Suara.com - Parlemen Turki menyetujui undang-undang yang memberikan otoritas kekuatan lebih besar untuk mengatur media sosial meskipun ada kekhawatiran akan meningkatnya sensor.
Menyadur The Associated Press, undang-undang yang disahkan Rabu (29/7/2020), mengharuskan perusahaan media sosial besar seperti Facebook dan Twitter untuk mendirikan kantor perwakilan di Turki guna menangani keluhan terhadap konten di platform mereka.
Jika perusahaan media sosial menolak untuk membentuk perwakilan resmi, undang-undang tersebut mengamanatkan akan ada denda, larangan iklan, dan pengurangan bandwidth.
Dengan putusan pengadilan, bandwidth akan berkurang dari 50 persen menjadi 90 persen. Pengurangan bandwidth tersebut berdampak pada kecepatan akses yang menjadi lambat saat digunakan.
Kantor perwakilan tersebut juga akan ditugaskan untuk menanggapi permintaan individu untuk menghapus konten yang melanggar privasi dan hak pribadi dalam waktu 48 jam atau untuk memberikan alasan penolakan. Perusahaan harus bertanggung jawab jika konten tidak dihapus atau diblokir dalam waktu 24 jam.
![Ilustrasi kantor Facebook. [Shutterstock]](https://media.suara.com/pictures/653x366/2018/08/10/44336-kantor-facebook-di-dublin.jpg)
Yang paling mengkhawatirkan, undang-undang baru itu juga akan mewajibkan penyedia media sosial untuk menyimpan data penggunanya di Turki.
Pemerintah Turki mengatakan undang-undang itu diperlukan untuk memerangi kejahatan dunia maya dan melindungi pengguna.
Anggota parlemen partai yang berkuasa Rumeysa Kadak mengatakan aturan tersebut akan digunakan untuk menghapus posting yang mengandung cyberbullying dan penghinaan terhadap perempuan.
Anggota parlemen oposisi mengatakan undang-undang itu akan lebih membatasi kebebasan berekspresi di negara di mana media sudah di bawah kendali pemerintah yang ketat dan puluhan wartawan berada di penjara. Ratusan orang diselidiki dan beberapa ditangkap karena memposting sesuatu di media sosial.
Baca Juga: Aksi Pembalap Saat Lakukan Start Ini Jadi Sorotan, Kenapa Ya?
Presiden Turki Recep Tayyip Erdogan menuntut undang-undang tersebut, bersumpah untuk "mengendalikan platform media sosial" dan memberantas amoralitas.
Turki memimpin dunia dalam permintaan penghapusan ke Twitter, dengan lebih dari 6.000 tuntutan pada paruh pertama 2019.
Menurut The Freedom of Expression Association, lebih dari 408.000 situs web diblokir di Turki.

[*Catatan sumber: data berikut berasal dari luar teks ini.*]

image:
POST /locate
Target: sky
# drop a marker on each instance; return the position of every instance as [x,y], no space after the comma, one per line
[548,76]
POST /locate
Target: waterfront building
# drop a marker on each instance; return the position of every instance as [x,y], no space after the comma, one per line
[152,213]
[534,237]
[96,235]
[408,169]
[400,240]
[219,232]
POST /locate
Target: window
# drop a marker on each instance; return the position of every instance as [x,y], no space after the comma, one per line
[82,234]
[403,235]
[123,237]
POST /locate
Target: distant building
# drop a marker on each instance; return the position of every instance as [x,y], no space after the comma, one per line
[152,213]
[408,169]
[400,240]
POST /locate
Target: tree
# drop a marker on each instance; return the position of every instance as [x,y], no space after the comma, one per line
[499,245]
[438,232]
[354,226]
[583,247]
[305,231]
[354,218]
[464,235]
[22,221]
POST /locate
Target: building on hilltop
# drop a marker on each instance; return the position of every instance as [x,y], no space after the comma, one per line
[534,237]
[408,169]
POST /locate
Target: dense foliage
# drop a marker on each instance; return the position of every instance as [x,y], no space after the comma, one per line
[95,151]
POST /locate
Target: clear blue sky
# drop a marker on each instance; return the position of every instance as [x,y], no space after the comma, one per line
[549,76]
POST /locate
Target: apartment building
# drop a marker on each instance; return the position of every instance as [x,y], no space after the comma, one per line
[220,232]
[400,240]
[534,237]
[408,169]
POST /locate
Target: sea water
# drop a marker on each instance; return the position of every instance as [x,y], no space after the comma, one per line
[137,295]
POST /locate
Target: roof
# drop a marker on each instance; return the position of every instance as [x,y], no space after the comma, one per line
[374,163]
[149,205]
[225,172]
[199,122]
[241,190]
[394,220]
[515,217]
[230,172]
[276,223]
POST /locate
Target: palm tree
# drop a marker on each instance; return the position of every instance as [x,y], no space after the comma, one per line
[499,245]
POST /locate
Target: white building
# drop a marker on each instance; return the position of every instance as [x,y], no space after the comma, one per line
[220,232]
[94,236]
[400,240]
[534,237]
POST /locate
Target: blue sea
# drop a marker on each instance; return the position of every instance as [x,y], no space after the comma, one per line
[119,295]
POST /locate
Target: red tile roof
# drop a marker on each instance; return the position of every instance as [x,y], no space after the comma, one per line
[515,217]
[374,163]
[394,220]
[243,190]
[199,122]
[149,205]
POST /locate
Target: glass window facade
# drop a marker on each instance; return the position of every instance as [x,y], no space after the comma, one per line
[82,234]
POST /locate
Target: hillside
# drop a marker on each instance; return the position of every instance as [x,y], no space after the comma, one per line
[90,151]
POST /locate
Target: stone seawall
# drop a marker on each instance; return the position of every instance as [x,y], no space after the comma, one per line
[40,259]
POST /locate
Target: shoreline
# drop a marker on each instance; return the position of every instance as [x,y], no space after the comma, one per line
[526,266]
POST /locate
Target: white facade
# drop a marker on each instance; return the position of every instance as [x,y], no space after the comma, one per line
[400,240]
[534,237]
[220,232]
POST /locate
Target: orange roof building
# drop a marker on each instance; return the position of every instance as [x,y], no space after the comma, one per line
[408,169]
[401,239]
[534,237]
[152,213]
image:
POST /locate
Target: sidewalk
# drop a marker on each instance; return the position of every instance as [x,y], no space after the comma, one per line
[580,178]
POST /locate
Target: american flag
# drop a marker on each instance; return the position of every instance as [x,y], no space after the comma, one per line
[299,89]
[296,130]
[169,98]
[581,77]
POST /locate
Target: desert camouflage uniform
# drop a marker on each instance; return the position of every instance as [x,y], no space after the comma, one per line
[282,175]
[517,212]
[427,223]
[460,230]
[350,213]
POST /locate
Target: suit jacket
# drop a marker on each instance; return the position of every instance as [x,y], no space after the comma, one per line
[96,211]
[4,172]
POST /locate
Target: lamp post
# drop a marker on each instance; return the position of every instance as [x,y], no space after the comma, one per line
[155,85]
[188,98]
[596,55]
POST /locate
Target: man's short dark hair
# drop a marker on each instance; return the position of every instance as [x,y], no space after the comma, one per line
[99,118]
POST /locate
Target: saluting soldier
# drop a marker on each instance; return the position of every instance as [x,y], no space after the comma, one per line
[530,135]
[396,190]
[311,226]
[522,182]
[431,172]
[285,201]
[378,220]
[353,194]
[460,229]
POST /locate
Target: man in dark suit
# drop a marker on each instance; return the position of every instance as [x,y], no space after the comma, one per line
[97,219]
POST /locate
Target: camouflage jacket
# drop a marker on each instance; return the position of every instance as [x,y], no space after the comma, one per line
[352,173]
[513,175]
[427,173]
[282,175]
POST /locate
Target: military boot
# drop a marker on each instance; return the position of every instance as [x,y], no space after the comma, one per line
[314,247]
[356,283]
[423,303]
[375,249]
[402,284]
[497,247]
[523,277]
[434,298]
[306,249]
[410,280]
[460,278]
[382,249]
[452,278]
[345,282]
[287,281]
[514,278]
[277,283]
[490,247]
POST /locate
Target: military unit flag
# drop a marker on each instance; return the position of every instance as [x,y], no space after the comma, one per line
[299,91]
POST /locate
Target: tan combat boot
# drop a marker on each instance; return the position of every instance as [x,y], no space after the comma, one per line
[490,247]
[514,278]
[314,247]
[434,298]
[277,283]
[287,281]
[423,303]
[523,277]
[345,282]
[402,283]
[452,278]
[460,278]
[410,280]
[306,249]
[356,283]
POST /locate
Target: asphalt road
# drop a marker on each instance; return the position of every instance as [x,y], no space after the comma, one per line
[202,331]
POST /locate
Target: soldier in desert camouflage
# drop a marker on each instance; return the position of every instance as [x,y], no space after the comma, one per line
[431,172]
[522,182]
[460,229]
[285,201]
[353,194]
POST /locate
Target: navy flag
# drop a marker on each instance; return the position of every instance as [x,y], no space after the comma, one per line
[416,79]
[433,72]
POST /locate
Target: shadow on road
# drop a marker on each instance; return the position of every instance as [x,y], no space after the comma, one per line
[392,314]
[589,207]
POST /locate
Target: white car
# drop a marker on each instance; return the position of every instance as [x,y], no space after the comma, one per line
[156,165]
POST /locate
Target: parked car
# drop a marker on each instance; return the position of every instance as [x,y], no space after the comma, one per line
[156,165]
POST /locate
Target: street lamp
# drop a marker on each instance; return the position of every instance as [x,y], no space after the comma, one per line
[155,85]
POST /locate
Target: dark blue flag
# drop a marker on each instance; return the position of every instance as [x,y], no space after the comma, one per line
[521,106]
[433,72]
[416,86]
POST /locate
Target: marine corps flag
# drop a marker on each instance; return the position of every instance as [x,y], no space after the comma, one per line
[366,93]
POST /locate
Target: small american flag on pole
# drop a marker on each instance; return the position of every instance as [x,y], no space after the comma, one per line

Wikipedia juga pernah diblokir selama hampir tiga tahun sebelum pengadilan tinggi Turki memutuskan bahwa pelarangan itu melanggar hak atas kebebasan berekspresi.
Undang-undang disahkan setelah 16 jam musyawarah yang tegang di parlemen, di mana partai yang berkuasa Erdogan dan sekutu nasionalisnya memegang mayoritas kursi. UU tersebut akan diterbitkan dalam Lembaran Resmi setelah Presiden Erdogan menyetujuinya.
Perusahaan media sosial belum berkomentar mengenai aturan baru yang akan diterapkan Pemerintahan Turki tersebut.